Why There's a Holy Picture Above the Changing Table




I have a pen pal who is a religious sister and likes to send me holy cards. 

She doesn't send me quite as many as she used to. I'm not sure whether she ended up with a glut of them (I imagine this is an occupational hazard with most members of a religious order) that she needed to clear or whether she sources one for each individual letter. Either way, some of them are quite pretty and have made it into the artwork I do. 

My favorite one is the one that now hangs above Bitty Baby's changing table. A serene Mary, dressed as Our Lady of Guadalupe, looks down on a baby Jesus swaddled and tied with a black sash. I ended up mounting it on an unused wooden sign and painting roses around the border. 



I initially did it just to decorate the space, but as I found myself looking at it every time I changed a diaper, it began to be something more. I began to connect what I was doing taking care of my infant daughter to what Mary must have done taking care of Jesus as a baby. 

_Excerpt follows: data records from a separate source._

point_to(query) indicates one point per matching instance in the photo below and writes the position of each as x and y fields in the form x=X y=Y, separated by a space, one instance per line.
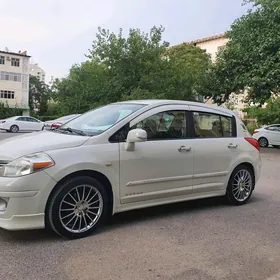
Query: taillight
x=253 y=142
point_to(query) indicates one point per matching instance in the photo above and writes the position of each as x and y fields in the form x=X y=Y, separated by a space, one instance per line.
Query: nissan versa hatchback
x=124 y=156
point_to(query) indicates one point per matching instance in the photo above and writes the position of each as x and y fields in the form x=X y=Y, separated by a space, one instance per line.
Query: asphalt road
x=202 y=240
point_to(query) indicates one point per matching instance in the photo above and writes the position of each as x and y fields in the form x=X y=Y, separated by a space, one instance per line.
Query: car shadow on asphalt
x=127 y=218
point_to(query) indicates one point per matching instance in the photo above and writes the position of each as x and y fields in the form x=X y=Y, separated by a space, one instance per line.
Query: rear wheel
x=240 y=185
x=77 y=207
x=14 y=128
x=263 y=142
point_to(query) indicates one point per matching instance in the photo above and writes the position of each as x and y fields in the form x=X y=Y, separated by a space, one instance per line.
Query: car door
x=272 y=133
x=22 y=123
x=215 y=147
x=161 y=167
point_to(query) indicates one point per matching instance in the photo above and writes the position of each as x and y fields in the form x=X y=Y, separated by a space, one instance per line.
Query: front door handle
x=184 y=149
x=232 y=146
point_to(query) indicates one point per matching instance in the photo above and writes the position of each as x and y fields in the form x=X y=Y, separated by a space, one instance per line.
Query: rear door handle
x=184 y=149
x=232 y=146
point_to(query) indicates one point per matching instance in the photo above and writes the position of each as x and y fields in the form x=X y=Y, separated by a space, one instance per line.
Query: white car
x=158 y=152
x=21 y=123
x=268 y=135
x=60 y=121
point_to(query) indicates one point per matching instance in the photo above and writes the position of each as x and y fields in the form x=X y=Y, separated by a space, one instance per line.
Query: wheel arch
x=90 y=173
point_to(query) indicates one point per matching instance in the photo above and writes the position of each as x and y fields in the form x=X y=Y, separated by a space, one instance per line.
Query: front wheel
x=240 y=185
x=77 y=207
x=14 y=128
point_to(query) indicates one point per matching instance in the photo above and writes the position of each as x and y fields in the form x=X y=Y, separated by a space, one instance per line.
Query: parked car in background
x=125 y=156
x=21 y=123
x=60 y=121
x=268 y=135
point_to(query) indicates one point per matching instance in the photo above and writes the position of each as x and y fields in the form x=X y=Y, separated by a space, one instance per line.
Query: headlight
x=26 y=165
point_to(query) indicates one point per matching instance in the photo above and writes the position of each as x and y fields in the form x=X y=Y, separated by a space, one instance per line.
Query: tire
x=239 y=195
x=14 y=128
x=62 y=222
x=263 y=142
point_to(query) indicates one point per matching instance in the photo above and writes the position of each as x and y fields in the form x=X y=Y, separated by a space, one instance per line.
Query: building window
x=7 y=94
x=15 y=62
x=221 y=48
x=10 y=76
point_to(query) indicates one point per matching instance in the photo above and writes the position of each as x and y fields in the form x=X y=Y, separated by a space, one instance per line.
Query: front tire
x=263 y=142
x=77 y=207
x=240 y=186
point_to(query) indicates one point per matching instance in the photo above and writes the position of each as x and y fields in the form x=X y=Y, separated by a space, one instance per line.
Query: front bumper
x=23 y=201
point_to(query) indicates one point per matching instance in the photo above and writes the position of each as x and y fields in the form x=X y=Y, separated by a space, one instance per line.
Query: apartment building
x=14 y=79
x=212 y=45
x=37 y=71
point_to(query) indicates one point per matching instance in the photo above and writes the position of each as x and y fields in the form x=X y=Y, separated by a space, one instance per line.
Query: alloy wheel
x=81 y=208
x=242 y=185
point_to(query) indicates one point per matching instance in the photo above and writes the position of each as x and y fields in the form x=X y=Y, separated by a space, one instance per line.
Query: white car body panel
x=154 y=173
x=23 y=123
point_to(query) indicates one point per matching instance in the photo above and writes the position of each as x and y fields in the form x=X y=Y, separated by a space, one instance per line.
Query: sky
x=58 y=33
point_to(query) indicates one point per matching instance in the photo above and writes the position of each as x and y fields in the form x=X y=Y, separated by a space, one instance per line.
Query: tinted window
x=273 y=128
x=31 y=119
x=207 y=125
x=165 y=125
x=21 y=119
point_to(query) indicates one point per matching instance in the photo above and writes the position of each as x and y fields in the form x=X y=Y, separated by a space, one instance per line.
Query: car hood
x=17 y=146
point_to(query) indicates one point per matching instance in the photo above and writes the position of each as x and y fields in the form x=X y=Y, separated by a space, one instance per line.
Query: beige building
x=14 y=79
x=37 y=71
x=212 y=45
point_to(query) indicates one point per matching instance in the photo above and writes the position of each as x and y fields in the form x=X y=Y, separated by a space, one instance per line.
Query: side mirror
x=133 y=136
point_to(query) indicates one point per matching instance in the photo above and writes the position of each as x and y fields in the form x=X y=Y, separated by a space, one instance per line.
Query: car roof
x=160 y=102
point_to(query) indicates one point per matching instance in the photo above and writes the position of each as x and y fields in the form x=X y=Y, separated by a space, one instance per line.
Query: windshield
x=98 y=120
x=65 y=118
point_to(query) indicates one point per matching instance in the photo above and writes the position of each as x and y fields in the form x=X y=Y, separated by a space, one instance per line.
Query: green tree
x=134 y=67
x=6 y=111
x=251 y=58
x=39 y=95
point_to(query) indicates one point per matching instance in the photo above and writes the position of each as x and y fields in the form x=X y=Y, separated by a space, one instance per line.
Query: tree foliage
x=251 y=59
x=39 y=95
x=6 y=111
x=139 y=66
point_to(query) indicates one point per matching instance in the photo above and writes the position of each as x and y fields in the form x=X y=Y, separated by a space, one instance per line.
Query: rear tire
x=263 y=142
x=14 y=128
x=240 y=186
x=77 y=207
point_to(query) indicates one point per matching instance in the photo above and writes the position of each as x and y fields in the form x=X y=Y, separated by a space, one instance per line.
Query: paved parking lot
x=202 y=240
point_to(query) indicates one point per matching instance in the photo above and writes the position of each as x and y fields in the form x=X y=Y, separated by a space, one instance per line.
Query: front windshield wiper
x=72 y=130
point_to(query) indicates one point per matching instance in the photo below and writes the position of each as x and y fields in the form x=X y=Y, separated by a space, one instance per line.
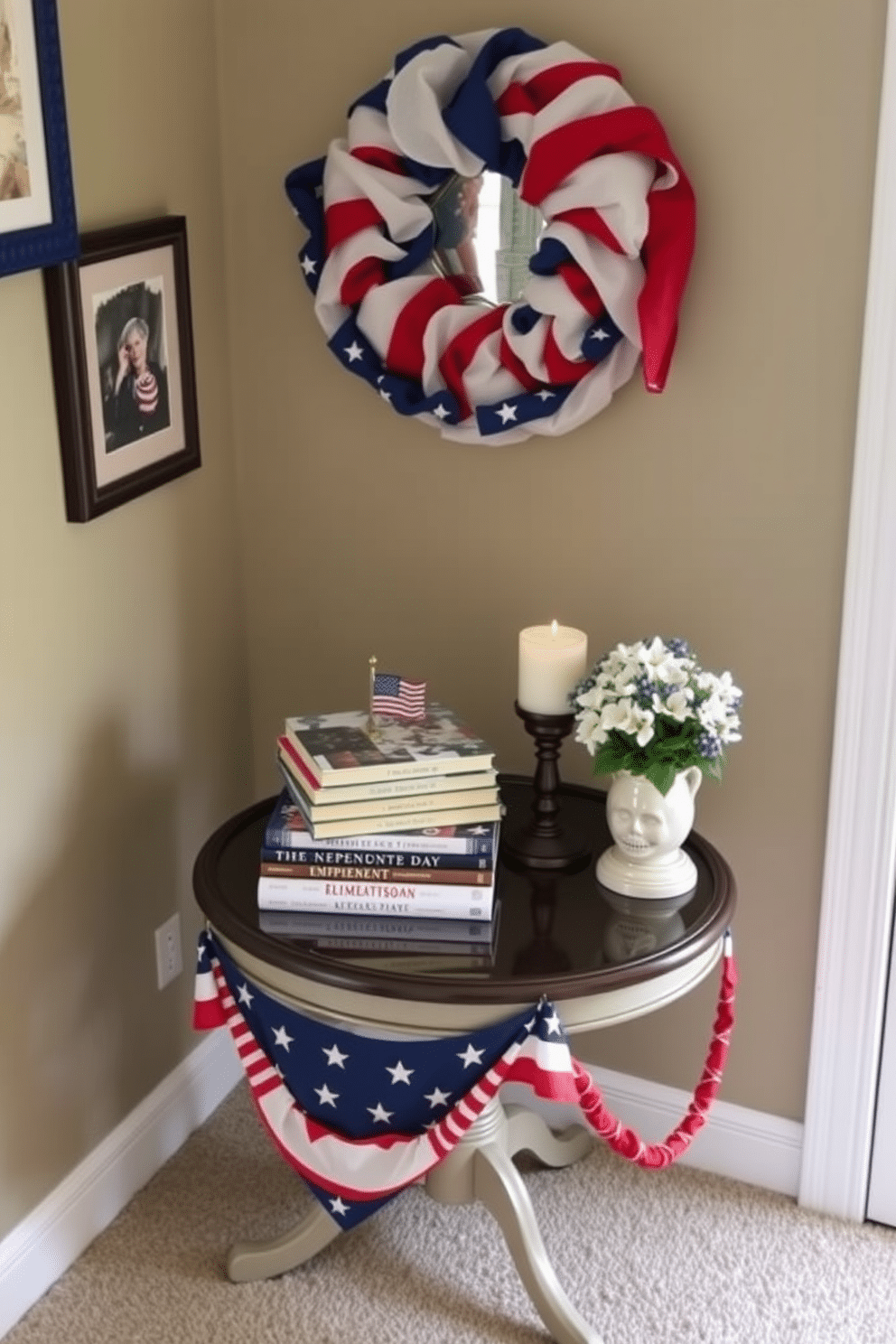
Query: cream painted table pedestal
x=601 y=958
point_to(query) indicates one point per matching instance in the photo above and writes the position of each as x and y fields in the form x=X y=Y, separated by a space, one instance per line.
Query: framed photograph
x=123 y=363
x=38 y=225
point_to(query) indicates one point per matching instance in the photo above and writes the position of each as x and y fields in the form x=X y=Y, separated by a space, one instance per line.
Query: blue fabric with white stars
x=363 y=1087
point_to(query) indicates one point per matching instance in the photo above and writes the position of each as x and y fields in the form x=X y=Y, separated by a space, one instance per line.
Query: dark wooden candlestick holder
x=546 y=843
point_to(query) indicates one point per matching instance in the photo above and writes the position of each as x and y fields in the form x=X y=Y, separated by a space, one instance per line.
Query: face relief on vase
x=553 y=661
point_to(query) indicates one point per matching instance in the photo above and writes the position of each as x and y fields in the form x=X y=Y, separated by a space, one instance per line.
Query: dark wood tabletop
x=557 y=934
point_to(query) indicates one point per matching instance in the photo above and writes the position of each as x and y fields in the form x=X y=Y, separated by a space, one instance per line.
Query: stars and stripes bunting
x=360 y=1118
x=606 y=281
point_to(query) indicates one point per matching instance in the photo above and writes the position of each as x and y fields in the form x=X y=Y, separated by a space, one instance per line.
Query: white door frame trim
x=857 y=894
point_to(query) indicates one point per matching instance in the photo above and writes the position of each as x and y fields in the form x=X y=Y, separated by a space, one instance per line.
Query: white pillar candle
x=553 y=660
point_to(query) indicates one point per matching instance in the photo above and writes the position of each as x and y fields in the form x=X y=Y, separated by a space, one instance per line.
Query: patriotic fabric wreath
x=360 y=1118
x=611 y=262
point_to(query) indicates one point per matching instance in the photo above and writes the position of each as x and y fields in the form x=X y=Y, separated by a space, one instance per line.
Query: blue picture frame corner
x=57 y=241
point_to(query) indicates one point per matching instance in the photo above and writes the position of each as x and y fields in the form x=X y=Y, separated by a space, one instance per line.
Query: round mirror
x=485 y=234
x=500 y=238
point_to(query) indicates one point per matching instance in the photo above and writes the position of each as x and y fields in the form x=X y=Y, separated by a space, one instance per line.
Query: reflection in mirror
x=485 y=234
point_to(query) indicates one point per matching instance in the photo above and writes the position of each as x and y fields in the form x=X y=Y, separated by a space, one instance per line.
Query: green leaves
x=672 y=749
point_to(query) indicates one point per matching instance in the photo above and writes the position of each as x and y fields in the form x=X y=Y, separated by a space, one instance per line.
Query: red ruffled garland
x=626 y=1142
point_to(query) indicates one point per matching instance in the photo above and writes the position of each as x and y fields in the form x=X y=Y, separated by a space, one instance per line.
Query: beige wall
x=129 y=661
x=124 y=729
x=716 y=511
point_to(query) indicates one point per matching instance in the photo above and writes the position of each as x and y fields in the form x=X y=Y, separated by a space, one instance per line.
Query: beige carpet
x=648 y=1258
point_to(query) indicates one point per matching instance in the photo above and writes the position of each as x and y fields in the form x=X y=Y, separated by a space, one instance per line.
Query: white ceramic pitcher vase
x=648 y=828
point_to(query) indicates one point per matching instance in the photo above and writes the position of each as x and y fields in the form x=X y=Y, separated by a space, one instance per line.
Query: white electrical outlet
x=170 y=961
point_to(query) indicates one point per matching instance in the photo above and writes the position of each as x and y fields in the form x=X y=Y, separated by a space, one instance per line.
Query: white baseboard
x=736 y=1143
x=42 y=1247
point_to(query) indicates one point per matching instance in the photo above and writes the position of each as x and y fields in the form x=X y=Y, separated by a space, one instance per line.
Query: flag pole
x=371 y=723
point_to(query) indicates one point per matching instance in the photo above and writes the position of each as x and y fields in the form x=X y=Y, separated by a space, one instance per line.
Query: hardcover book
x=406 y=863
x=383 y=824
x=359 y=808
x=317 y=925
x=378 y=788
x=336 y=873
x=406 y=898
x=288 y=829
x=344 y=749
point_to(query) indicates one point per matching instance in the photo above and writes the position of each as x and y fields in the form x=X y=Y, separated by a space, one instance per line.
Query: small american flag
x=397 y=698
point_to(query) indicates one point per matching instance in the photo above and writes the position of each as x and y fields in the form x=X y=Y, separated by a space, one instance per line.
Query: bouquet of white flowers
x=652 y=710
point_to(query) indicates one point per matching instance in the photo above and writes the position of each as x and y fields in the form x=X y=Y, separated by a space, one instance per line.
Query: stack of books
x=391 y=941
x=397 y=818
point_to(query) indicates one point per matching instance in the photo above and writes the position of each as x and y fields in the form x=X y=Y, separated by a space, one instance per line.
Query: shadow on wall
x=77 y=968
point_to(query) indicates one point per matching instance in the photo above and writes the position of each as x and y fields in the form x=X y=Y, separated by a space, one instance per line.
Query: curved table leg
x=528 y=1132
x=248 y=1261
x=500 y=1187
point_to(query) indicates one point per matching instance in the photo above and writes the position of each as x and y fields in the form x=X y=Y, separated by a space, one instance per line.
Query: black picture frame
x=38 y=220
x=117 y=438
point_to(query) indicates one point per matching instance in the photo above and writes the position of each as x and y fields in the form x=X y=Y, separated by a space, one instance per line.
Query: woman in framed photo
x=138 y=401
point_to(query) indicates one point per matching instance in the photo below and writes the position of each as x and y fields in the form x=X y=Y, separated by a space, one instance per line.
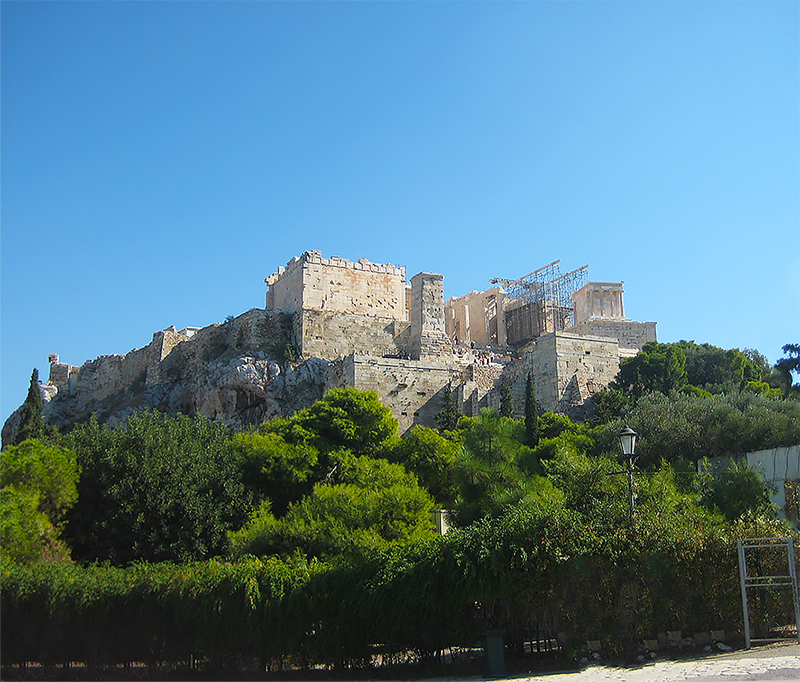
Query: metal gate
x=775 y=582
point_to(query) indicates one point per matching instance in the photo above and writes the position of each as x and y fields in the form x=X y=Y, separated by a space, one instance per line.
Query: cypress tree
x=532 y=430
x=506 y=403
x=31 y=423
x=448 y=415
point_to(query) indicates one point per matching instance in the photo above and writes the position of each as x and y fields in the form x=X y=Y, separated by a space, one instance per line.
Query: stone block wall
x=573 y=368
x=631 y=335
x=411 y=389
x=330 y=335
x=312 y=282
x=567 y=369
x=428 y=338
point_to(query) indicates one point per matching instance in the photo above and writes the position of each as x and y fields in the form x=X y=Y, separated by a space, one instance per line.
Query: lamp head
x=627 y=441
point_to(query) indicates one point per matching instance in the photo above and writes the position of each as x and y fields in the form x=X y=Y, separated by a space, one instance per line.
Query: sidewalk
x=773 y=662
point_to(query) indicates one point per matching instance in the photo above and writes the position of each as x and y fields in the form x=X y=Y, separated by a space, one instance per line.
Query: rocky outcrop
x=240 y=373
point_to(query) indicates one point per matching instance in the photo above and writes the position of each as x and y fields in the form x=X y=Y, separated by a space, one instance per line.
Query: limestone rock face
x=231 y=373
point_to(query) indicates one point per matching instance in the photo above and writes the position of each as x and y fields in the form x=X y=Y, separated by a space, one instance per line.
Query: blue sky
x=159 y=159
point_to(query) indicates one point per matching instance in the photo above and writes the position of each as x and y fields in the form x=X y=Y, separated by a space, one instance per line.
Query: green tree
x=343 y=418
x=376 y=505
x=448 y=415
x=788 y=365
x=690 y=427
x=506 y=402
x=37 y=486
x=735 y=488
x=430 y=457
x=156 y=488
x=494 y=469
x=276 y=470
x=532 y=426
x=608 y=405
x=31 y=423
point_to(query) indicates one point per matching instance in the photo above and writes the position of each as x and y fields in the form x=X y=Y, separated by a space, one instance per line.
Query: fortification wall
x=568 y=369
x=631 y=335
x=312 y=282
x=573 y=368
x=329 y=335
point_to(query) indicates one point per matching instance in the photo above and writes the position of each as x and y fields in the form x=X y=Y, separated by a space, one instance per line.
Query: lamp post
x=627 y=441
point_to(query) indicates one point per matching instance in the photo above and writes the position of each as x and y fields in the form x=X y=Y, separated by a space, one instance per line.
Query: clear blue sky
x=159 y=159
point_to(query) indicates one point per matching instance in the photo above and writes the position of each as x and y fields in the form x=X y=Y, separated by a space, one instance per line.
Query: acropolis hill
x=331 y=322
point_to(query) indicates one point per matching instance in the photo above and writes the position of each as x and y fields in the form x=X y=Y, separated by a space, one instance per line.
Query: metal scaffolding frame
x=548 y=294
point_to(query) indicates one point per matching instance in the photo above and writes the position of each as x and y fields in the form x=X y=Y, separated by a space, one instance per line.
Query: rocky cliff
x=241 y=373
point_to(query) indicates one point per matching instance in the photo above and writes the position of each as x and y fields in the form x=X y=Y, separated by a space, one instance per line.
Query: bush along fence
x=535 y=573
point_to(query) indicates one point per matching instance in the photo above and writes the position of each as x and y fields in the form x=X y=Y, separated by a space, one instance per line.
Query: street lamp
x=627 y=441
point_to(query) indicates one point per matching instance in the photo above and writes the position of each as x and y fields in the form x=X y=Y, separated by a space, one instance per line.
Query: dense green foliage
x=788 y=365
x=373 y=506
x=37 y=486
x=448 y=415
x=692 y=427
x=159 y=488
x=529 y=571
x=326 y=515
x=531 y=418
x=430 y=457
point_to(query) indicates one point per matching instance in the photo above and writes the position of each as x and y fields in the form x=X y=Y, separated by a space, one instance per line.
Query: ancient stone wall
x=630 y=334
x=428 y=340
x=329 y=335
x=598 y=299
x=477 y=317
x=312 y=282
x=567 y=369
x=411 y=389
x=572 y=368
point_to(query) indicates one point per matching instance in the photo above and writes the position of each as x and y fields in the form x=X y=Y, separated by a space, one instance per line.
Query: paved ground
x=775 y=662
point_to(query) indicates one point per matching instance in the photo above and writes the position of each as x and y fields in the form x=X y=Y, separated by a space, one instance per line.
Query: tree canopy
x=37 y=486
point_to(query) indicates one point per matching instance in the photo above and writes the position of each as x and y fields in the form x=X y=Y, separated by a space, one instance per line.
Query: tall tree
x=156 y=488
x=448 y=415
x=532 y=426
x=789 y=364
x=506 y=402
x=31 y=423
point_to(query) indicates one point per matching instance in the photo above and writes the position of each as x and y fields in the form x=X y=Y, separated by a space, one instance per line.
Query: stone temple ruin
x=406 y=343
x=331 y=322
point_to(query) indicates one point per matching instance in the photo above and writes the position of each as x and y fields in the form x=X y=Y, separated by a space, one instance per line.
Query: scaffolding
x=545 y=300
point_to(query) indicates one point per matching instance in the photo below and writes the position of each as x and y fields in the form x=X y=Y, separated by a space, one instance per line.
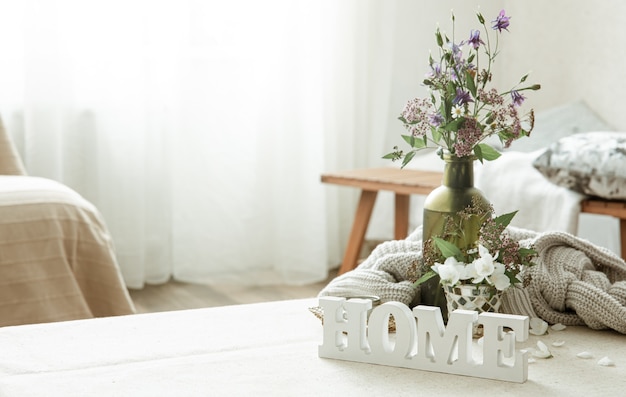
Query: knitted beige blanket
x=574 y=282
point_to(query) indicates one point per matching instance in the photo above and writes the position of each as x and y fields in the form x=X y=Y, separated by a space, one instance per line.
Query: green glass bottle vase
x=456 y=193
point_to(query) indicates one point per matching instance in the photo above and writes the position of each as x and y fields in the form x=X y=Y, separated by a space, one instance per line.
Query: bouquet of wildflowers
x=463 y=110
x=495 y=260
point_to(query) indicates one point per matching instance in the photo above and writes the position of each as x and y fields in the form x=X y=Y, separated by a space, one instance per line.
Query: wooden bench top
x=397 y=180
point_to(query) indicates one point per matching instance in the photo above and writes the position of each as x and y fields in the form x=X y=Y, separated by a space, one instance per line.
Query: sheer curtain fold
x=200 y=128
x=196 y=127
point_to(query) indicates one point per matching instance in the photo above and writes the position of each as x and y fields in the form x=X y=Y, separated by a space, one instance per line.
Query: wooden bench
x=405 y=182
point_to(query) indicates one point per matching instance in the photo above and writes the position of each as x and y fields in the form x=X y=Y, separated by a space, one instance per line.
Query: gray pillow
x=592 y=163
x=554 y=124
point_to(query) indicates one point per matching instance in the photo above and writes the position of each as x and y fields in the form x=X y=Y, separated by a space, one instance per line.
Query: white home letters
x=425 y=344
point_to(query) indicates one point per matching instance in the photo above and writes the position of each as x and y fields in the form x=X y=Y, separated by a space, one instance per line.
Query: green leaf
x=425 y=277
x=505 y=219
x=439 y=38
x=471 y=86
x=436 y=133
x=454 y=124
x=407 y=159
x=447 y=248
x=487 y=152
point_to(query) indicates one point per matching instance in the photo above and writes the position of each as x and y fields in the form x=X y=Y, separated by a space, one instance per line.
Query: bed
x=57 y=258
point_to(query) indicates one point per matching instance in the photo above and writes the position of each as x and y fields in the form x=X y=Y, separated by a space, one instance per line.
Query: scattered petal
x=538 y=326
x=606 y=362
x=543 y=351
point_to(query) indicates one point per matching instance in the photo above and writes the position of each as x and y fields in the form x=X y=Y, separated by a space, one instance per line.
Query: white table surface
x=262 y=349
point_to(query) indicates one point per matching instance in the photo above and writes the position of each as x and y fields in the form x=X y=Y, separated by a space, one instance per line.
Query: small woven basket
x=480 y=298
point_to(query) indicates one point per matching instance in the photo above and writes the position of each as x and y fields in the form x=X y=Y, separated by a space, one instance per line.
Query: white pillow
x=592 y=163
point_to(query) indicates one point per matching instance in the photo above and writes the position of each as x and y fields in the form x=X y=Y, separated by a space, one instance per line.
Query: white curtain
x=200 y=128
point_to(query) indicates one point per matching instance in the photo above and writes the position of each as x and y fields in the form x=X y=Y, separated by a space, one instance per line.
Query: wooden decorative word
x=425 y=344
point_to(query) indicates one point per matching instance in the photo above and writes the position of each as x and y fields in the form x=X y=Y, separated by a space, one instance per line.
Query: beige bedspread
x=56 y=256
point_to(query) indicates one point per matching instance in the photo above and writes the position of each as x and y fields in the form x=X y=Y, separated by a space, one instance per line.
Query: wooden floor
x=175 y=295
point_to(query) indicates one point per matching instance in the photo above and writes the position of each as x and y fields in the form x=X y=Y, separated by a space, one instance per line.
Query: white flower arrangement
x=494 y=260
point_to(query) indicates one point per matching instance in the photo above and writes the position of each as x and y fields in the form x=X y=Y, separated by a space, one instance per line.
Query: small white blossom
x=450 y=271
x=484 y=265
x=500 y=280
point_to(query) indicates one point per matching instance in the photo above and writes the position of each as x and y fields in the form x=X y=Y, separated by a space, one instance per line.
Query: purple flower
x=435 y=119
x=501 y=22
x=475 y=40
x=435 y=71
x=462 y=97
x=517 y=98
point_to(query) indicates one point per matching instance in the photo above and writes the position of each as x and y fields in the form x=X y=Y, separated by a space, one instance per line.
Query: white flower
x=450 y=271
x=457 y=111
x=483 y=265
x=500 y=280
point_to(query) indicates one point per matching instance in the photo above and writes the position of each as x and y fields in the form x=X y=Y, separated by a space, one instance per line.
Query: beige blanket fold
x=57 y=259
x=574 y=282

That's a surprisingly good launch point for thinking about the Incarnation, and the holy, flabbergasting absurdity of the creator of the cosmos becoming a baby who needed to have His diapers changed, and be nursed, and get burped after He nursed.

I mean seriously, you look at the Grand Canyon or a picture from the Hubble space telescope, something that makes you feel tiny. You realize God created it. 

Then you look at the baby in front of you. And realize He was one of those at one point. 

It can be a lot to take in. 

There's a vocational aspect to it too.  It's an interesting thought that every act of mothering Mary did was a prayer, if we understand prayer to be communication with God. And every act of fathering Joseph did was as well. Most of what both of them did was prayer. 

Anyway, that's why I keep that particular picture above the changing table. I never expected that particular corner of the house to become a place of profound meditation, but there it is.